Wondering how to use a pole saw?
This post explains how to use a pole saw in the safest possible way.
Trimming branches that are high up can be tricky and even dangerous. Although you have the option of climbing a ladder to tend to these branches, balancing and cutting at the same time is not easy and often not safe. If you are determined to do the pruning yourself, the best option would be to use a pole saw.
Pole saws are relatively simple tools but there are several techniques and tips to keep in mind when using one.
Step 1 – Setup
You will have very little control over where the branch falls when it comes down. As a result, it is vital to clear a large area. Try to block off the area to prevent anyone (including pets) from entering it. Pay careful attention to things that may trip you. When the branch starts to fall, you may need to move quickly.

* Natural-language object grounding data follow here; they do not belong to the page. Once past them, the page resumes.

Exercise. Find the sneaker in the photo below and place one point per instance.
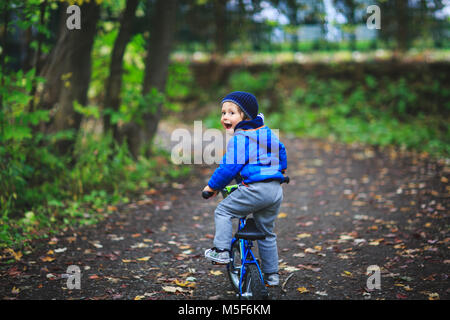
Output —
(217, 255)
(272, 279)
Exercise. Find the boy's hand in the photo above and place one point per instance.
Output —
(207, 188)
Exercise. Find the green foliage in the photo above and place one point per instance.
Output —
(374, 112)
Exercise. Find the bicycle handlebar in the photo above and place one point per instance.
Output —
(208, 194)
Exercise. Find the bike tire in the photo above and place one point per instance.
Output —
(254, 285)
(234, 267)
(252, 288)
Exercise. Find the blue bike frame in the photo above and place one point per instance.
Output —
(247, 256)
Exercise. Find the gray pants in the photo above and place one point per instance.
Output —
(263, 199)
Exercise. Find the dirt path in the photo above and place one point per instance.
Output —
(346, 208)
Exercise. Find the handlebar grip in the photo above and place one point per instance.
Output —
(207, 194)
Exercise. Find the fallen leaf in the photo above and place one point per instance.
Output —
(171, 289)
(143, 259)
(17, 255)
(401, 296)
(47, 259)
(184, 284)
(302, 290)
(433, 296)
(126, 261)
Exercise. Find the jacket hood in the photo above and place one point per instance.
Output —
(250, 124)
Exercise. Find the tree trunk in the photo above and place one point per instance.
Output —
(114, 82)
(68, 72)
(220, 36)
(3, 55)
(36, 62)
(401, 10)
(155, 76)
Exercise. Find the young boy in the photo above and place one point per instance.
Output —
(256, 153)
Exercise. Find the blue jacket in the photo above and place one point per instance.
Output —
(255, 152)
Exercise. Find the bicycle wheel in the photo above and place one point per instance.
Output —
(234, 267)
(253, 287)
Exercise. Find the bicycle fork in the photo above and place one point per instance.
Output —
(250, 258)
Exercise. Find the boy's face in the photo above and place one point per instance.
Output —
(231, 116)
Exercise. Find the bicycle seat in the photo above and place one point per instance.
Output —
(250, 231)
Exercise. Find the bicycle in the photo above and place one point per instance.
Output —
(244, 269)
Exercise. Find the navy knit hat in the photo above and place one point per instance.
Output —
(246, 101)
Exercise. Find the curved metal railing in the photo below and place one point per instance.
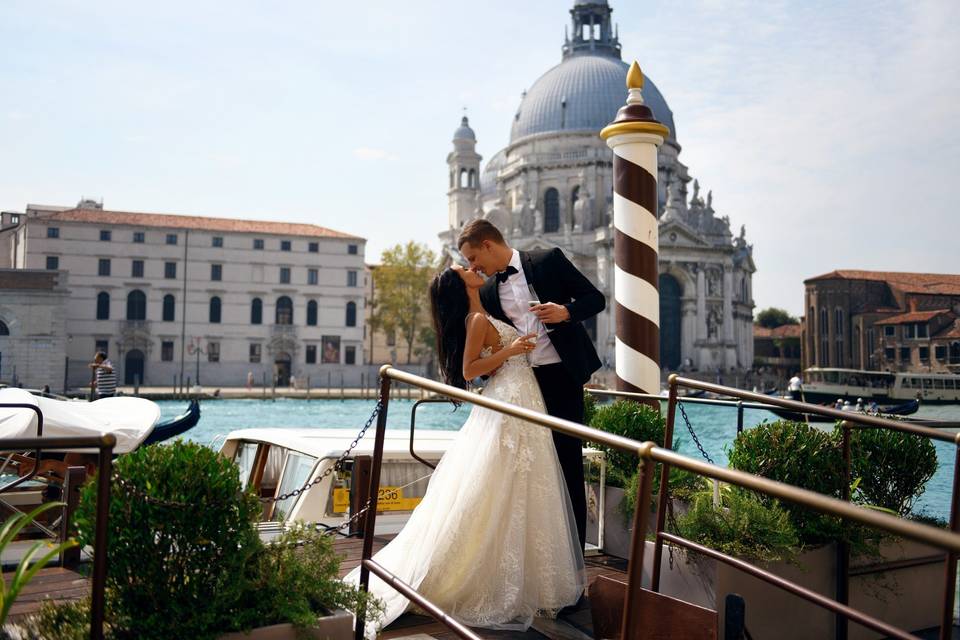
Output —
(649, 454)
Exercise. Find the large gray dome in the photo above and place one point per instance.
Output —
(582, 93)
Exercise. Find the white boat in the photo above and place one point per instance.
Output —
(277, 461)
(827, 384)
(130, 419)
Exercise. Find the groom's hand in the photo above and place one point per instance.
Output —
(551, 312)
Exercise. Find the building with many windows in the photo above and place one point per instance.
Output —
(883, 321)
(167, 295)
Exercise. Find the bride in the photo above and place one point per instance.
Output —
(493, 542)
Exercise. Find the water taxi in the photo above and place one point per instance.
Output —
(828, 384)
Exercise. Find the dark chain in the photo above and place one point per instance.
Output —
(337, 466)
(693, 434)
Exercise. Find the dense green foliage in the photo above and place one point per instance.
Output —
(773, 317)
(631, 420)
(293, 578)
(744, 526)
(890, 468)
(195, 566)
(174, 571)
(798, 454)
(37, 556)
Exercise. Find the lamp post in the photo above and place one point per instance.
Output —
(194, 348)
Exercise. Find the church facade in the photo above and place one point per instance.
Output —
(552, 186)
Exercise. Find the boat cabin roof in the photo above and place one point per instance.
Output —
(331, 443)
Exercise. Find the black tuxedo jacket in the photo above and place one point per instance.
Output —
(555, 279)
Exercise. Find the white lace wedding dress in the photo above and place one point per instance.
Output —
(493, 542)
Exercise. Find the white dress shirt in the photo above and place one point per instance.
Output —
(514, 298)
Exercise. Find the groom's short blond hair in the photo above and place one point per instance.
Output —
(476, 231)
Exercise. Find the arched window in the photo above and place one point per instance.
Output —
(169, 308)
(215, 308)
(351, 314)
(136, 305)
(551, 210)
(103, 306)
(284, 313)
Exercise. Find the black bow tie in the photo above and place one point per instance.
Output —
(506, 273)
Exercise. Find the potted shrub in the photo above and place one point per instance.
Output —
(889, 470)
(185, 559)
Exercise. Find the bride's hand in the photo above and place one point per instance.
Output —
(523, 344)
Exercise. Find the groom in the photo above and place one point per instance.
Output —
(564, 357)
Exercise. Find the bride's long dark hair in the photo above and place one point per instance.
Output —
(450, 304)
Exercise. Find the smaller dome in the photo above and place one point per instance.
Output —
(464, 132)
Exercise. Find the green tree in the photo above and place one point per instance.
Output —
(400, 301)
(772, 317)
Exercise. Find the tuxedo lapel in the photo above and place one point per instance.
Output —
(490, 298)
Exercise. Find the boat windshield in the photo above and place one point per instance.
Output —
(296, 472)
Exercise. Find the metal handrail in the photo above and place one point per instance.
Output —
(848, 420)
(413, 423)
(105, 443)
(649, 453)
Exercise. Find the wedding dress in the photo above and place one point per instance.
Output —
(493, 542)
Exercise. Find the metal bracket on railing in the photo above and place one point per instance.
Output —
(36, 465)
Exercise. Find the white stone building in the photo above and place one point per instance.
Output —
(551, 186)
(271, 298)
(32, 337)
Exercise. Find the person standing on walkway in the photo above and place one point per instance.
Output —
(105, 378)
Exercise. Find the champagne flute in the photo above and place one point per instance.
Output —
(533, 301)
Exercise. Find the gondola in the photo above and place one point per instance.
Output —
(904, 409)
(175, 427)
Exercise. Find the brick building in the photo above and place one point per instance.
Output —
(884, 321)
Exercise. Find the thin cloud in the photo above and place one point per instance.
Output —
(372, 153)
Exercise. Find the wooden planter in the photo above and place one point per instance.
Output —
(907, 597)
(336, 626)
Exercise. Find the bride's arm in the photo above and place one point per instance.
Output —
(473, 365)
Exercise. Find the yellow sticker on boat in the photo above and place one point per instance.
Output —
(389, 499)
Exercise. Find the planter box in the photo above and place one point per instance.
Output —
(906, 597)
(617, 529)
(336, 626)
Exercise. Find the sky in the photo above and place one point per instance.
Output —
(829, 129)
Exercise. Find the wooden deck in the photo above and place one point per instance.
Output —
(54, 583)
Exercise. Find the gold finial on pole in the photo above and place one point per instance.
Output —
(634, 77)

Take the time to carefully plan your cuts. You do not want to just start hacking away at a branch, but rather make a few preliminary cuts first.
When planning your cuts, keep in mind that most cuts start from the top. That allows gravity to work with you instead of against you. The exception is when making jump cuts. You will make a jump cut by sawing a bit underneath the branch. This will be difficult, but worth it. A jump cut is what will prevent the branch from creating a hinge as it breaks away and swinging from the tree. Instead, your branch will “jump” away.
Step 2 – Making the Cut
You will definitely want to use both hands when using your pole saw. Bring the saw up into the air and then allow it to rest on the branch. After you have positioned the saw, it is time to position your body. You should NEVER stand directly under the branch you are cutting. Instead, move off to the side but stay close enough that you can hold the handle at chest level. If you have an adjustable pole, make any necessary adjustments to the length for optimum safety and cutting ability.
The very first stroke should establish a starting groove. It needs to be made as deeply as possible. Cutting perpendicular to the branch is the best way to achieve this. This may be awkward to do, but remember that the rest of your cuts can be done at a different angle. The point of this first cut is to give you a guide on where to cut.
In the first few strokes, it is common for the saw to slip. As your groove gets deeper, this should stop. Rest your saw on the branch and gather your strength as often as you need to. Once the slipping has stopped, you can increase the speed of your strokes. You will get more power out of your pull strokes.
Once it is on the ground, it needs to be removed before you start working on any other branches. Otherwise, it will become a trip hazard.
There are several things to keep in mind to minimize the danger to yourself when using a pole saw.
Never work around power lines. If your tree branches are above or anywhere near a power line, you will need professional help to prune it.
A pole saw is only good for branches up to 2 or 3 inches thick. Having branches thicker than that is another example of when to call a professional in. A professional will have a system of ropes and pulleys that will lower the large branches down to the ground safely.
Using a pole saw is very tiring. They can be heavy and awkward, especially those that are 8 feet long plus. Do not push yourself past your limits.
Cutting a branch with a pole saw for the first time is not something that should be done lightly. Familiarize yourself with the owner’s manual and make sure you know the proper techniques before beginning.
Final Thoughts On How to Use a Pole Saw
Learning how to use a pole saw properly is so important. Remember, there is no shame in hiring a professional to cut those hard to reach branches. If you do decide to tackle the job yourself, take your time to do it properly so that neither you or your tree are damaged by the process.